De acuerdo con estos especialistas, seis minutos de ejercicio de alta intensidad pueden retrasar la aparición de este padecimiento.

¿Por qué lo dicen? Aquí te contamos más de lo que descubrieron los expertos sobre la relación entre el ejercicio de alta intensidad y el retraso en la aparición del Alzheimer.

El ejercicio intenso, una forma de combatir el Alzheimer

El Alzheimer es un trastorno cerebral que destruye lentamente la memoria y la capacidad de pensar, señala el National Institute on Aging. Con el tiempo, el daño llega al punto de que la persona afectada no puede hacer las tareas más sencillas.

Hay tres etapas del Alzheimer:

  • Sencilla: los problemas pueden incluir deambular, dificultades en el manejo de dinero, repetir preguntas, cambios de personalidad y de pensamiento
  • Moderada: El daño llega a las partes del cerebro que controlan el lenguaje, el razonamiento, el pensamiento consciente y el procesamiento sensorial.

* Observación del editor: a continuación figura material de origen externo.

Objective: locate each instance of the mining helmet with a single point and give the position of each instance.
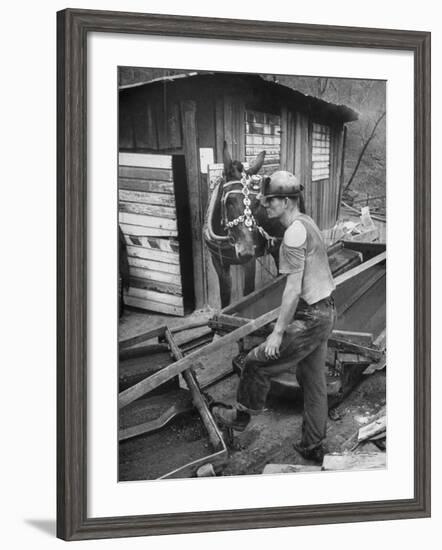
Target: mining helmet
(280, 184)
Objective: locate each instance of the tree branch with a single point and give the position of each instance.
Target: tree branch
(361, 154)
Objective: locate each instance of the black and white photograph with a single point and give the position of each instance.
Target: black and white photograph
(252, 274)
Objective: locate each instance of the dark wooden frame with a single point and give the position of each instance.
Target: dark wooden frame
(73, 27)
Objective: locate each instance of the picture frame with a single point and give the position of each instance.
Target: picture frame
(73, 27)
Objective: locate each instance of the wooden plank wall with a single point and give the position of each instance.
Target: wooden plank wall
(147, 217)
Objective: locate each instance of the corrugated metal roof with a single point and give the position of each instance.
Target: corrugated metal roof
(346, 114)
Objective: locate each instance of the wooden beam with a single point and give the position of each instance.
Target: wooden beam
(157, 423)
(354, 461)
(197, 398)
(373, 428)
(152, 382)
(158, 331)
(343, 345)
(340, 279)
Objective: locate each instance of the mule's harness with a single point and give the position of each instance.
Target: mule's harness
(246, 217)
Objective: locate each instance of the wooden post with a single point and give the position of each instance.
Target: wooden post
(155, 380)
(197, 398)
(190, 146)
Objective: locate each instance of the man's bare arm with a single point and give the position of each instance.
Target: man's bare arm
(290, 299)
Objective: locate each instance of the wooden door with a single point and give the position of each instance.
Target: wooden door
(148, 219)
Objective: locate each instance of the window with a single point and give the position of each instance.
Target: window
(263, 131)
(320, 152)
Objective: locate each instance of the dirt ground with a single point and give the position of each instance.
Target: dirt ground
(268, 438)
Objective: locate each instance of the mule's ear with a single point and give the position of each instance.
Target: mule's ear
(227, 159)
(256, 166)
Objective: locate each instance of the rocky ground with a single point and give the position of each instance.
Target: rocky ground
(268, 439)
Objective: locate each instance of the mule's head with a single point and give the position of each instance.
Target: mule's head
(240, 202)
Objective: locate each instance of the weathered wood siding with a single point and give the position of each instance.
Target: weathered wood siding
(179, 118)
(148, 219)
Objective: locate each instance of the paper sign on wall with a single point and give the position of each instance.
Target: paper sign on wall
(206, 158)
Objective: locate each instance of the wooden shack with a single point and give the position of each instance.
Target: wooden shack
(171, 134)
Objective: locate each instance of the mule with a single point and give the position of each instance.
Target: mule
(237, 229)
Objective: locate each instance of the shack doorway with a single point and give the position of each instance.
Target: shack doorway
(154, 216)
(184, 231)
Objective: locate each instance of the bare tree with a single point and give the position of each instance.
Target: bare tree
(362, 152)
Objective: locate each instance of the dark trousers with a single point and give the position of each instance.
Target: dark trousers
(304, 344)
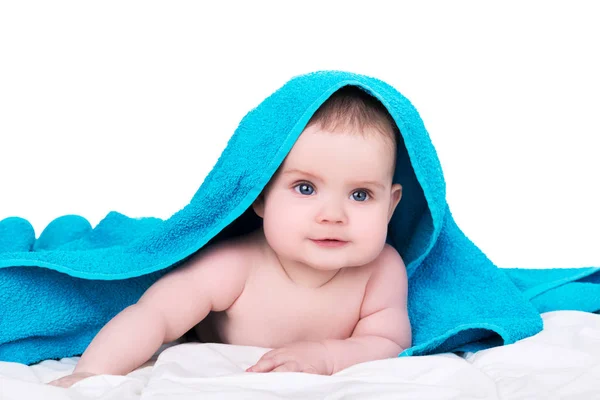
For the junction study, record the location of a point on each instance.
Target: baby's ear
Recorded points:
(395, 199)
(259, 205)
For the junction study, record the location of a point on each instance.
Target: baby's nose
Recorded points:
(332, 212)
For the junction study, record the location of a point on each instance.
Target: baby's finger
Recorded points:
(263, 366)
(287, 367)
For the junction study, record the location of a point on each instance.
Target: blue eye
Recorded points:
(360, 195)
(304, 188)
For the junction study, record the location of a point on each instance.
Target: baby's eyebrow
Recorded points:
(358, 183)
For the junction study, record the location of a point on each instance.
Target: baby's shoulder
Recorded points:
(389, 263)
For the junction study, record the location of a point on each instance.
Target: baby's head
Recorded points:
(335, 183)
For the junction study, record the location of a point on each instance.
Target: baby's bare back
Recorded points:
(272, 311)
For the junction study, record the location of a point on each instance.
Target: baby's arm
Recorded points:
(383, 330)
(211, 280)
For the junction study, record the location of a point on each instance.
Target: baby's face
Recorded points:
(331, 186)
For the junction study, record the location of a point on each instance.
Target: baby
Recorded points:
(316, 282)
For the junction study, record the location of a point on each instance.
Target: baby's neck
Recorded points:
(306, 276)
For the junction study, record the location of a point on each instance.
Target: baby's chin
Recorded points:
(337, 264)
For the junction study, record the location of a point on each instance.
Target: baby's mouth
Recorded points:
(326, 242)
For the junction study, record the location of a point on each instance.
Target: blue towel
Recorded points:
(58, 290)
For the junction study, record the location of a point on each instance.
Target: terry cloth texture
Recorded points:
(56, 292)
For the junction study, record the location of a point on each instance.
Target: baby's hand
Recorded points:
(309, 357)
(69, 380)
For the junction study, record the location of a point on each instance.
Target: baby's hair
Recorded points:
(351, 108)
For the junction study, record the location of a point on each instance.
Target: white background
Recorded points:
(126, 106)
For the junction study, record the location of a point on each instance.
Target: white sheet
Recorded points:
(563, 361)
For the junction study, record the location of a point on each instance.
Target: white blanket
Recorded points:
(563, 361)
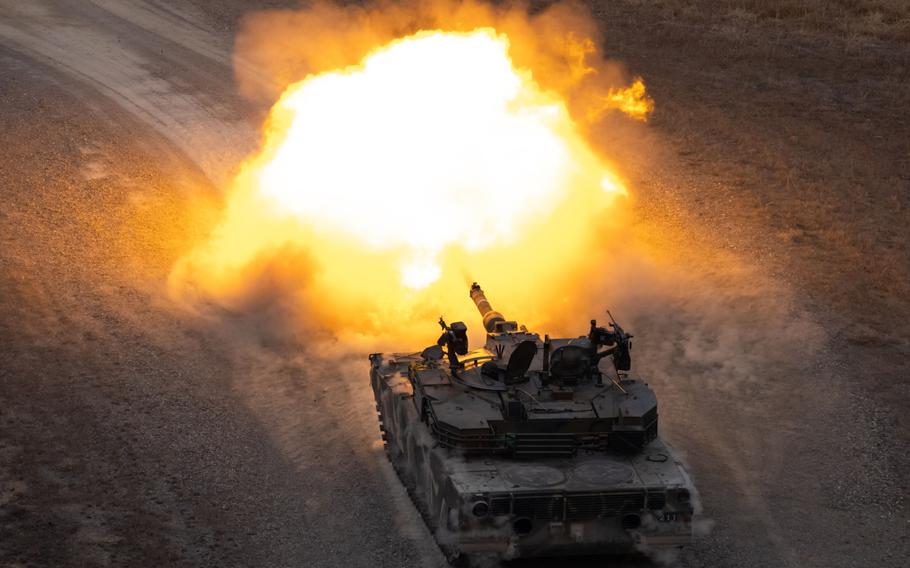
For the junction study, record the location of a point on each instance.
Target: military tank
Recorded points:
(531, 446)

La persona puede tener dificultad para aprender cosas y se pueden llegar a tener alucinaciones, delirios y paranoia
  • Grave: Existe incapacidad para comunicarse, se pasa la mayor parte del tiempo en cama y se depende totalmente de otras personas.

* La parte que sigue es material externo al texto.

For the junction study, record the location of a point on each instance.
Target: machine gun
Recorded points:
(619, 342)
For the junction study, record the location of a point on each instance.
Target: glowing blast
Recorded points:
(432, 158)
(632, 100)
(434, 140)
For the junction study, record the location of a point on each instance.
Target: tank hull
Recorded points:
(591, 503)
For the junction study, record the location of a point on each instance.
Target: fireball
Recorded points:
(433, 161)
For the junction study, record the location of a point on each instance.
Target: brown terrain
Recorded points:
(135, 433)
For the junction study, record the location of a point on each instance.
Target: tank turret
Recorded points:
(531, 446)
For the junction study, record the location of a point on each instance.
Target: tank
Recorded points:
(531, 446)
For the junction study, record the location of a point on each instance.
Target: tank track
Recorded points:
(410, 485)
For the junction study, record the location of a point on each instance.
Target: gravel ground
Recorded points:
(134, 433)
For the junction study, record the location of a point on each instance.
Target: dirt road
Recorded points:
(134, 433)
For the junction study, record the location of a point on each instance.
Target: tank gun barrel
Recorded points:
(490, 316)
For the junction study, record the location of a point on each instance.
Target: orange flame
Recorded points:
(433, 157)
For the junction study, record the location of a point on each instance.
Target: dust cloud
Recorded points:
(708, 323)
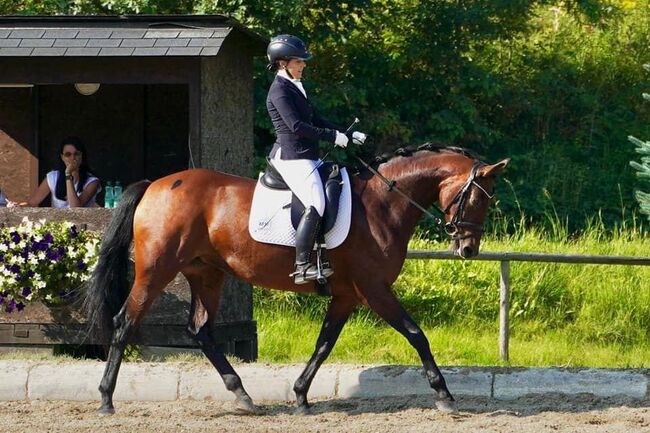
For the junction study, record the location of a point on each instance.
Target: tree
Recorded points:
(643, 168)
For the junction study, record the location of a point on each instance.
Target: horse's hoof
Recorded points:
(246, 406)
(447, 406)
(302, 410)
(105, 411)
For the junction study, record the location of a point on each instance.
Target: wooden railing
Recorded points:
(506, 258)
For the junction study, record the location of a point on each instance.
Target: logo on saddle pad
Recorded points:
(275, 211)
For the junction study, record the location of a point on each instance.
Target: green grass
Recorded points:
(562, 315)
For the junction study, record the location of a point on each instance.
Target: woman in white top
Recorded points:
(72, 185)
(3, 199)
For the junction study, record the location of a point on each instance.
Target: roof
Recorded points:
(122, 36)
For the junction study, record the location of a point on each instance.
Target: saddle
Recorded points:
(332, 180)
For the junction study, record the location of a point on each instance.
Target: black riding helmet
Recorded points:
(286, 47)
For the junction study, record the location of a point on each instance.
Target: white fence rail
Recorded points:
(506, 258)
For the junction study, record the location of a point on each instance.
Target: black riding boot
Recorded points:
(305, 239)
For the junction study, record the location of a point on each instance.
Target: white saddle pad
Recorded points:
(270, 219)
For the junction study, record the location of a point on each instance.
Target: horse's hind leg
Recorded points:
(206, 285)
(388, 307)
(146, 288)
(338, 313)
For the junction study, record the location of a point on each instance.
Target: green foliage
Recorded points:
(550, 84)
(554, 308)
(643, 168)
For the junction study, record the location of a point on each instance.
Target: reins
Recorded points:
(452, 227)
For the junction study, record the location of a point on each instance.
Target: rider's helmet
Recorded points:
(286, 47)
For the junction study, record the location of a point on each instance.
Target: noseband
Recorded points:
(453, 227)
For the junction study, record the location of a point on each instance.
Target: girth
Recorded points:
(332, 184)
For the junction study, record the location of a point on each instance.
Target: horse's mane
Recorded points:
(432, 147)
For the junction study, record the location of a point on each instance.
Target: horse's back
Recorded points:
(191, 194)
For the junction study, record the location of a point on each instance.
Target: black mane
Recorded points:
(432, 147)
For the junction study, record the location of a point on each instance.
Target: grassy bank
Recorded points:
(568, 315)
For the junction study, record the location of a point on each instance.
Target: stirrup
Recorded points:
(324, 269)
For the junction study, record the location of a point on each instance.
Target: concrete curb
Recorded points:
(51, 380)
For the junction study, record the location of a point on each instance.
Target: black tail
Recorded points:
(109, 287)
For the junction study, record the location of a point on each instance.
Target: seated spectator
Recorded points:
(3, 199)
(72, 185)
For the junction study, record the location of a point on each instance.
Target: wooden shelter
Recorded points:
(148, 95)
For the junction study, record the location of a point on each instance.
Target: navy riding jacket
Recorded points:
(297, 125)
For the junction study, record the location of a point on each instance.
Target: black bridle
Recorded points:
(456, 224)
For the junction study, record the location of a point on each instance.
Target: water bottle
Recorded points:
(117, 193)
(109, 196)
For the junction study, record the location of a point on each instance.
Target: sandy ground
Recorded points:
(555, 413)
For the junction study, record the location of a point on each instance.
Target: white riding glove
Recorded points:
(341, 140)
(359, 137)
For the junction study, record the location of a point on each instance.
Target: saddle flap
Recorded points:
(330, 175)
(272, 177)
(270, 216)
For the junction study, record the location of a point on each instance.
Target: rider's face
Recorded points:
(295, 68)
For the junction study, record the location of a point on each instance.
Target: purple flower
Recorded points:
(65, 294)
(39, 246)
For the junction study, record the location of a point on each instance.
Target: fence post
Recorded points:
(504, 294)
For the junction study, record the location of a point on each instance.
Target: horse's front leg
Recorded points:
(338, 313)
(385, 304)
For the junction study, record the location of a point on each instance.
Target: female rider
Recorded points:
(295, 153)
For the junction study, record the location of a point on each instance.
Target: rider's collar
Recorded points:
(297, 83)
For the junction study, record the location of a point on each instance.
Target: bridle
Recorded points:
(456, 224)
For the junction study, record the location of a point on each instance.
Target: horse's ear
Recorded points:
(494, 169)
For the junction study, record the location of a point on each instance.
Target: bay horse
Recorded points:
(196, 222)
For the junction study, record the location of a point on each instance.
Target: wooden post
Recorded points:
(504, 332)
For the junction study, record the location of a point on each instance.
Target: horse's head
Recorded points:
(464, 199)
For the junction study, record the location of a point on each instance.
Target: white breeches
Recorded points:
(301, 175)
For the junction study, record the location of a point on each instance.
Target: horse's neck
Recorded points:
(399, 217)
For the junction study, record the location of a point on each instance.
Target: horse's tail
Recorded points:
(108, 287)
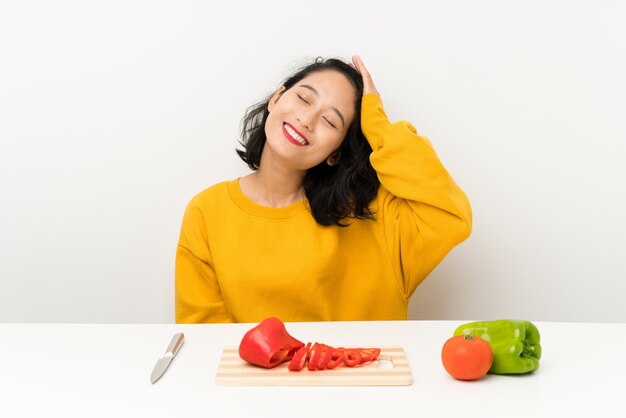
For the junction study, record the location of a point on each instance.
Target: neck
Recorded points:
(273, 185)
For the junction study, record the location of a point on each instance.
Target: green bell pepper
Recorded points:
(515, 344)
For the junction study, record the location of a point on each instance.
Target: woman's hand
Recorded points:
(368, 83)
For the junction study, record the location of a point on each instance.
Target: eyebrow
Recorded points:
(306, 86)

La Alzheimer Disease International menciona que cada 3 segundos se presenta un nuevo caso de Alzheimer en el planeta y la cifra se duplicará cada 20 años, llegando a 78 millones en 2030 y a 139 millones en 2050.

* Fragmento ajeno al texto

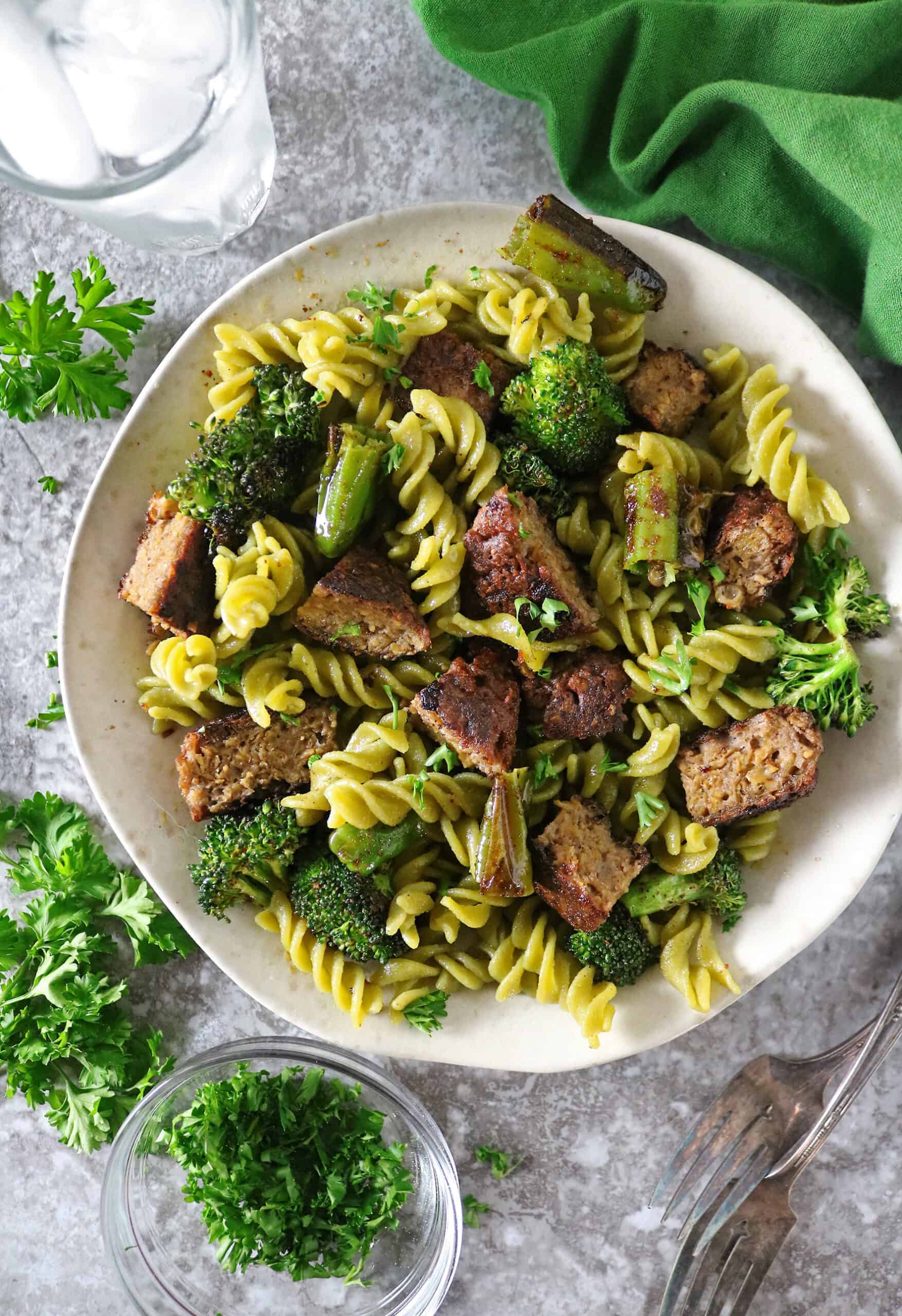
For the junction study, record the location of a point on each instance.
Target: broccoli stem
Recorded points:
(367, 849)
(652, 513)
(557, 244)
(503, 864)
(349, 486)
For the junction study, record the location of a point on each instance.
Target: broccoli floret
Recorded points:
(567, 408)
(255, 464)
(619, 951)
(840, 598)
(717, 889)
(346, 908)
(245, 857)
(527, 473)
(823, 680)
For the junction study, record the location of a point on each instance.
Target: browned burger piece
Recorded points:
(668, 389)
(473, 708)
(229, 761)
(445, 363)
(580, 869)
(745, 769)
(172, 578)
(753, 540)
(364, 606)
(583, 699)
(513, 553)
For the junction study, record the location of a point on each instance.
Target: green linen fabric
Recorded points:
(776, 125)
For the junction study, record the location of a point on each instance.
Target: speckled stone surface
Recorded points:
(368, 116)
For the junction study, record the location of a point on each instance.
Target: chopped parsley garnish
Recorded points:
(290, 1172)
(351, 628)
(427, 1012)
(648, 807)
(482, 378)
(395, 706)
(52, 714)
(443, 760)
(502, 1162)
(544, 770)
(373, 298)
(473, 1210)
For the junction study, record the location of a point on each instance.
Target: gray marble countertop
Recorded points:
(368, 118)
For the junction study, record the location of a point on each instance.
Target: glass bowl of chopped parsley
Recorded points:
(277, 1174)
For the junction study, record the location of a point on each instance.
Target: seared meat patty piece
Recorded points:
(580, 869)
(504, 565)
(445, 363)
(475, 708)
(668, 389)
(745, 769)
(583, 699)
(231, 761)
(364, 591)
(172, 578)
(753, 540)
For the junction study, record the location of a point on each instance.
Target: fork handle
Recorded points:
(884, 1035)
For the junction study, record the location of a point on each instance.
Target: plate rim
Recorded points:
(206, 319)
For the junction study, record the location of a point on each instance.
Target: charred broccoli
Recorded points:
(346, 908)
(823, 680)
(245, 857)
(256, 462)
(619, 951)
(527, 473)
(839, 591)
(567, 408)
(717, 889)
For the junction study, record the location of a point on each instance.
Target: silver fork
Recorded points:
(731, 1246)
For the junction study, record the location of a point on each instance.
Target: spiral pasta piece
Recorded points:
(330, 971)
(810, 501)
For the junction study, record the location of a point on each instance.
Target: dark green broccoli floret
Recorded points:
(717, 889)
(823, 680)
(527, 473)
(245, 856)
(567, 408)
(255, 464)
(839, 591)
(346, 908)
(619, 951)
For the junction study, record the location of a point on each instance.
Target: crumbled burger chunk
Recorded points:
(475, 708)
(745, 769)
(231, 761)
(364, 607)
(584, 697)
(445, 363)
(513, 553)
(753, 540)
(581, 870)
(172, 578)
(668, 389)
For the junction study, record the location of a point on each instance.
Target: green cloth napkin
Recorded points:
(776, 125)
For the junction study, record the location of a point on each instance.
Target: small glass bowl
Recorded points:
(157, 1241)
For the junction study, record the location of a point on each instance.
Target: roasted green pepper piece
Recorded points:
(557, 244)
(349, 486)
(651, 503)
(503, 861)
(367, 849)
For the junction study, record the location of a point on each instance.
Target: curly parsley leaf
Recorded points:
(43, 366)
(502, 1162)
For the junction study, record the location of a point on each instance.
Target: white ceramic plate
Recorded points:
(828, 844)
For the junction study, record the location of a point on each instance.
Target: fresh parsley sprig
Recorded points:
(43, 365)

Además de la edad, otros factores de riesgo del Alzheimer son:

  • Síndrome de Down
  • Golpes y traumatismos
  • Fumar
  • Sedentarismo
  • Hipertensión
  • Problemas metabólicos

El padecimiento puede causar daños catastróficos en la vida de las personas y por ello se necesitaba investigar nuevas formas de retrasar su aparición. En palabras de los expertos de la Sociedad Fisiológica del Reino Unido, una sesión corta pero intensa puede ayudar de gran manera.

Los expertos pusieron como ejemplo una sesión de ciclismo, que puede incrementar la producción de una proteína especializada que es fundamental para la formación del cerebro, la memoria y el aprendizaje.

“Esto puede proteger al cerebro del deterioro cognitivo relacionado con la edad y es parte del impulso para crear enfoques no farmacológicos accesibles, equitativos y asequibles para todos”, apunta la sociedad.